Rather than helping us make the transition needed to save our species and all the species on the planet, this administration lies and lines the pockets of corporations whose seek profit at all costs. The work ahead requires a completely different world view: the earth is not here for us to destroy for profit, to rule and abuse; it is a gift we are charged with protecting — a responsibility we ignore at our peril.
There is no time now for bogus claims, science denial and greedy schemes. Now is the time to make a mighty shift. It is now time to vote in the election of our lives. The last day to register is Oct. 24 (postmarked, turned in online or in person). Absentee (or mail-in) ballots may be requested until 5 p.m. Oct. 28 and must be returned postmarked or in person by Nov. 3. (Sooner is better.) Early voting is from Oct. 17 – 30 (in person or drop off). Talk to neighbors, family, friends. Make sure they know these dates, or the ones for their location.
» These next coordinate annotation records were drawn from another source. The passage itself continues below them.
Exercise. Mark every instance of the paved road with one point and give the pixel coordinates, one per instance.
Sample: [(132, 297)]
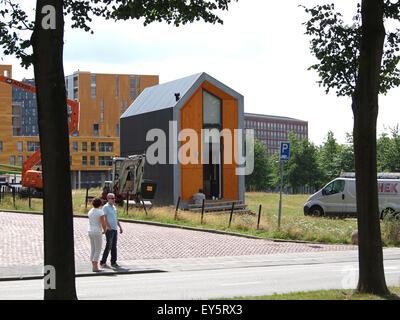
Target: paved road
[(22, 242), (229, 277), (157, 253)]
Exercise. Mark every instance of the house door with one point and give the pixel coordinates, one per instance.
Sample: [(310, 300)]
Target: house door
[(212, 173), (211, 140)]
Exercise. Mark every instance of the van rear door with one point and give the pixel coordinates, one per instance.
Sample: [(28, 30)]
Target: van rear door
[(333, 198)]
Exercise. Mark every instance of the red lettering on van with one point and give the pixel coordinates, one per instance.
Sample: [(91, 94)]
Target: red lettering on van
[(387, 187)]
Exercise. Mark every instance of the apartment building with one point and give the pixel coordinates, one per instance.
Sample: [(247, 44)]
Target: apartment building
[(271, 130), (103, 98)]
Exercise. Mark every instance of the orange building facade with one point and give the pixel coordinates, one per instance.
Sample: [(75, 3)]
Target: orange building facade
[(103, 98)]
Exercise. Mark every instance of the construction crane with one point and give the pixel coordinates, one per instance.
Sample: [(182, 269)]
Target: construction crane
[(33, 178), (127, 180)]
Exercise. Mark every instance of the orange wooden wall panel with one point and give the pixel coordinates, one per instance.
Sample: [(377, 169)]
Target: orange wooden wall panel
[(191, 117), (192, 174)]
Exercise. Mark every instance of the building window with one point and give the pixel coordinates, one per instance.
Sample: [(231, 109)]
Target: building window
[(76, 87), (116, 86), (32, 146), (105, 161), (106, 147), (93, 86), (102, 110), (138, 85), (133, 87), (211, 109), (16, 118)]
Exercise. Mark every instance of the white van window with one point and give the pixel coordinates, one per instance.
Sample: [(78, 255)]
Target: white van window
[(334, 187)]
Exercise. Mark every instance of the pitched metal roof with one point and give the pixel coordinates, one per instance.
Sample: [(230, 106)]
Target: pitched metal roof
[(162, 96)]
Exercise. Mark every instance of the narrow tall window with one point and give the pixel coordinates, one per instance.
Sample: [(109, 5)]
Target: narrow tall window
[(93, 86), (138, 91), (133, 87), (116, 86), (102, 110)]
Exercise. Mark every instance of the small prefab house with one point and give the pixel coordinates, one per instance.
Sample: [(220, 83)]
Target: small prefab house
[(191, 131)]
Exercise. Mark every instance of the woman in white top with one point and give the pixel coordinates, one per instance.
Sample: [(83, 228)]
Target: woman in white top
[(97, 226)]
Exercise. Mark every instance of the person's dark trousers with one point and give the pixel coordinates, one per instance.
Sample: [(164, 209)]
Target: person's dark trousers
[(111, 245)]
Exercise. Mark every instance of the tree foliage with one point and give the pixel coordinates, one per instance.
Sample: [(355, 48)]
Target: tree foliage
[(336, 45), (17, 17)]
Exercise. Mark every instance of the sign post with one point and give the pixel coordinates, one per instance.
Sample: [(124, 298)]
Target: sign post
[(284, 155)]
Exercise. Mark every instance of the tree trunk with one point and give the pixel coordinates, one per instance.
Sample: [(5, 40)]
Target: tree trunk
[(47, 42), (365, 110)]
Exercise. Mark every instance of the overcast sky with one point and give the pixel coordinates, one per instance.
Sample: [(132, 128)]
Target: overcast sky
[(260, 51)]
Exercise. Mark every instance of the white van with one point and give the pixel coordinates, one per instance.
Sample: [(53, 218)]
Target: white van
[(338, 198)]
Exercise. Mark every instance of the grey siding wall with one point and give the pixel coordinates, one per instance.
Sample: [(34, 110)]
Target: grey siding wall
[(133, 131)]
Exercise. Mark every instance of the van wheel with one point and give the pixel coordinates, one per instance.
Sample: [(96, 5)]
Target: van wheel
[(389, 213), (316, 211)]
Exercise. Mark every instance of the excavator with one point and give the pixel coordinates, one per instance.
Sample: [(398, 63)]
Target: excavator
[(33, 178), (127, 180)]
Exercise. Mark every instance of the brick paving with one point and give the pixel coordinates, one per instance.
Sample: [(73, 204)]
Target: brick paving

Here is the task: Close your eyes and picture your favorite blue New England sky; see the scarlet, gold and green of turning sugar maples; view the verdant rolling hills and fields nurturing us; catch the crimson flash of the cardinal, the sunshine sweep of goldfinches. Then go vote like the planet, this beautiful place we live, depends on you.
Judy Wagner is an avid gardener, lover of words, grandma and sometimes hopeful resident of Northfield.